'

Day-to-day IT strategy remains top priority

Forget talk of brave new IT initiatives. The main focus for 90 percent of businesses is ensuring the basic infrastructure keeps going

When asked, most IT managers will say what most interests them are issues like SOA/> or grid computing, but new research suggests that they are most concerned by more mundane issues, with risk avoidance at the top of the list.

The research, conducted by analysts Freeform Dynamics on behalf of CA, showed the loss of critical business information and operational downtime as a result of system failure topped the list of IT concerns for businesses in Europe.

Some 90 percent of businesses said they explicitly considered these issues when planning and 60 percent rated them as major concerns.

John Collins, of consultants Macehiter Ward-Dutton, who advised on the survey, said attitudes were changing within IT and that while companies were increasingly risk-averse, their attitudes to risk were also changing.

"IT security and risk management was always seen as an end in itself," Collins said. "The systems have been led by what's been sold, rather than what risks are out there."

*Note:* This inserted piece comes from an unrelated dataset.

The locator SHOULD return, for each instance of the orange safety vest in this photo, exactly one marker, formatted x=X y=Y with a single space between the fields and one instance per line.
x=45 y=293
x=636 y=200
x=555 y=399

This meant that companies had not been thinking about what they are purchasing, Collins said. "The security breach is easy to understand and seems more important than the day-to-day security. It it's easy to justify the antivirus software but that only fixes part of the problem. It is more difficult to get organisations to understand what is needed for a complete security solution."

Collins said that the survey, which involved 705 IT professionals in Europe and the Middle East including 100 from the UK, did underline how much attitudes were changing. "CA wanted to put in a question that asked if companies employed a chief risk officer but I thought it was a waste of time because nobody would have one," said Collins. "But then we thought, 'Why not?' and put the question in and found that 36 percent have one. That rises to 48 percent in financial services."

The survey showed that over 60 percent of respondents said that risk was now considered "broadly" across their business, which was a significant change, Collins said.

While no longer at the forefront of users worries, the illicit use of confidential information is still a major risk consideration, with 88 percent considering it during planning and 58 percent of respondents highlighting it as a major concern.

Legal and regulatory compliance and the need for traceability came a close third, with over 80 percent of businesses saying that it is a consideration in their planning.